Methyl mercury both bio-accumulates -- the more fish one eats with mercury the higher the levels increase -- and also biomagnifies, Baldwin said. When big fish eat smaller fish they are ingesting the mercury in their prey.
“As humans we eat a whole bunch of fish and it magnifies as it goes up the food chain,” Baldwin said.
The mercury research will continue for the next several years, but Chris Randolph of Idaho Power said based on what they know about the heavy metal’s risk to downstream fish and wildlife and the entire food web, they scrapped building the temperature control structure and are looking upstream for solutions to high water temperatures and contaminants.
Along with The Freshwater Trust, a nonprofit that designs and implements river restoration projects, Idaho Power came up with the Snake River Stewardship Program to improve habitat through stream bank restoration and riparian planting on two of the Snake’s tributaries, as well as improving irrigation efficiency and instream channel reconstruction along the middle section of the river.
Myers said, “We partnered with Freshwater Trust - we got to give them the credit, they came up with that idea.”
The Freshwater Trust has worked with tribes and interested groups to reconfigure the Kootenai River near Bonners Ferry, Idaho in an effort to improve habitat for the endangered white sturgeon, Myers said. Based on that experience, Idaho Power and Freshwater Trust designed a pilot project at Bayha Island south of Nampa near Walters Ferry.
Myers said the Snake River’s channel was formed 15,000 years ago by the Lake Bonneville Flood. Upstream federally managed storage projects built 100 years ago capped off high flows that carved the river’s channel. Coupled with the low gradient where it flows through southern Idaho, the river is now shallower and warmer.
Danielle Dumont of Freshwater Trust’s Portland office said, “Flows are managed so much by the dams and the water bed is so shallow it moves slowly in certain areas - this has impacts on the overall health of the river.”
While they continue to grind through the relicensing process that could take another five years, Idaho Power started an instream river restoration project that is wrapping at the end of October. Dumont said they are deepening and narrowing the river channel to change its flow.

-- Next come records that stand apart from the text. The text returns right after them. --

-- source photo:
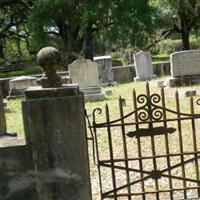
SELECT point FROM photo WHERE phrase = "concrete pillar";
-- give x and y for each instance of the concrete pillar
(55, 128)
(3, 127)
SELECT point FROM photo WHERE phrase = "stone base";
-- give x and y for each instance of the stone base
(15, 92)
(183, 81)
(144, 78)
(94, 97)
(93, 93)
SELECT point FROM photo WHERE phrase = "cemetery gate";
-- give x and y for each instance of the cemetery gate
(152, 152)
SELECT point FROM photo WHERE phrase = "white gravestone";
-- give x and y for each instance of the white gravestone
(185, 68)
(143, 66)
(185, 63)
(84, 72)
(105, 69)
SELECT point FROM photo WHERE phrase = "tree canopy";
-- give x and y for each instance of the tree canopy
(80, 27)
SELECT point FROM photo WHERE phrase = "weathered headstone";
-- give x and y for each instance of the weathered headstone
(3, 127)
(185, 68)
(143, 66)
(105, 69)
(19, 84)
(54, 119)
(85, 73)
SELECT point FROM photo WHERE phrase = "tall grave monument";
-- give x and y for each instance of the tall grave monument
(143, 66)
(53, 163)
(104, 69)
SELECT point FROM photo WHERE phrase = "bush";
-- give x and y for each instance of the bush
(169, 46)
(117, 62)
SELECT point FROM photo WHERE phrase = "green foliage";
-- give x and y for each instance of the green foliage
(168, 46)
(117, 62)
(25, 71)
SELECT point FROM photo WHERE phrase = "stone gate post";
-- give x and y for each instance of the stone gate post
(55, 125)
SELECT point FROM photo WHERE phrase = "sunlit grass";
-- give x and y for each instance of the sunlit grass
(15, 124)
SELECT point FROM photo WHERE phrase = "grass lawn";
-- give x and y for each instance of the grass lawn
(14, 124)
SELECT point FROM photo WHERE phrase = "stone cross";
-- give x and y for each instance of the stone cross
(48, 58)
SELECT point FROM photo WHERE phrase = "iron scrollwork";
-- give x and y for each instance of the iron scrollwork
(149, 109)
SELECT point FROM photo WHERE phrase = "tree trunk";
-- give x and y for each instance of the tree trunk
(184, 25)
(2, 48)
(185, 39)
(87, 48)
(18, 43)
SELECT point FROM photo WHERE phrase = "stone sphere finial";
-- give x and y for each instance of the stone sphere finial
(49, 58)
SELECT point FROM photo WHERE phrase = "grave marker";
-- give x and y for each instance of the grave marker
(143, 66)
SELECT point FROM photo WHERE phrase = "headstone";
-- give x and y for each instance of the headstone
(3, 127)
(187, 92)
(185, 68)
(84, 72)
(108, 92)
(19, 84)
(143, 66)
(105, 69)
(54, 121)
(160, 84)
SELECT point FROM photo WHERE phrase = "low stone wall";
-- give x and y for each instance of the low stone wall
(4, 82)
(122, 74)
(125, 74)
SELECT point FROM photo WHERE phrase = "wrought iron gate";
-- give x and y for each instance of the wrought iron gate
(150, 153)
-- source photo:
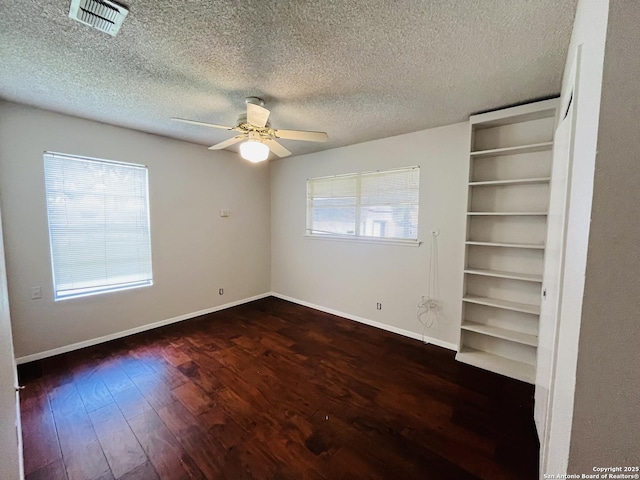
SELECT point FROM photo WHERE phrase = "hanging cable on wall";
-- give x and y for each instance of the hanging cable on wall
(429, 305)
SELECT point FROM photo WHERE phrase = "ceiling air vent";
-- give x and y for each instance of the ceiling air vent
(104, 15)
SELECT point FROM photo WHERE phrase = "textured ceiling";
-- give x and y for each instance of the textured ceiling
(359, 70)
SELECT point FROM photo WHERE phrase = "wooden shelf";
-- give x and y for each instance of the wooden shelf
(503, 304)
(517, 181)
(525, 277)
(505, 214)
(508, 186)
(498, 152)
(504, 366)
(534, 246)
(503, 333)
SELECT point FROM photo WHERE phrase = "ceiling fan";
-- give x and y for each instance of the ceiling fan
(257, 135)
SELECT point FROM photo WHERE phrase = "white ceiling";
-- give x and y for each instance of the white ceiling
(359, 70)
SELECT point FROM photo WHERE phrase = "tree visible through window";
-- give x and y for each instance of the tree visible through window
(99, 229)
(381, 205)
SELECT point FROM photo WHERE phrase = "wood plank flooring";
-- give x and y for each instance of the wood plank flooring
(272, 390)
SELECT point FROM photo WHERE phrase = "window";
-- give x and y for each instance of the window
(375, 205)
(98, 225)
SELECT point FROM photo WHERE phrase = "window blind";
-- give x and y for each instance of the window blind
(381, 205)
(99, 230)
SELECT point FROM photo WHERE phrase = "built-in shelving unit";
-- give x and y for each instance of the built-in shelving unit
(510, 168)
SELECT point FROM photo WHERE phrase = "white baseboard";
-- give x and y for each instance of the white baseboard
(372, 323)
(133, 331)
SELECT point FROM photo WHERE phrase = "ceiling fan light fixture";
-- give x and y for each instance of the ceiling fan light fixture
(254, 151)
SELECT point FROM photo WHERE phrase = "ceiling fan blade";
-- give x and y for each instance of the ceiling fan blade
(228, 143)
(257, 115)
(301, 135)
(203, 124)
(276, 148)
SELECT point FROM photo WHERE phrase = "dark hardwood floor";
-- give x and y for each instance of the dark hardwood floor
(272, 390)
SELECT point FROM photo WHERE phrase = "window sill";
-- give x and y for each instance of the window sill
(381, 241)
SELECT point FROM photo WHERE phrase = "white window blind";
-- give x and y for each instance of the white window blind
(98, 225)
(380, 205)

“It should help with some of the sediment and temperature issues,” Dumont said. “If is successful, based on what we learn, we could do the same in 40 to 50 more spots.”
Bayha Island will be built up from five acres to ten. Dumont said adding land will help narrow the river and deepen the remaining river channel.
The sides of the channel will be “roughened” or slowed by submerged logs and boulders, Dumont said, because deepening and narrowing the channel will increase flow velocity.
Christy Meyer Boise is Freshwater Trust’s Idaho program manager overseeing the Bayha Island project.
She said one of the real benefits of the watershed approach is it not only addresses temperature and pollutants, but creates habitat as well. Besides the habitat improvement associated with the instream work, the stewardship program identifies the Powder River and the Weiser River as tributaries in need of riparian plantings. The third piece of the stewardship program is working with irrigators to upgrade to center pivot sprinklers that conserve water.
“The real ecological benefits of the program go beyond temperature - the reason we like it so much,” Meyer said.
Despite initial skepticism, the environmental team at Idaho Power is on board.
Randolph said, “We think we have the opportunity to do a more holistic, sustainable program as mitigation.”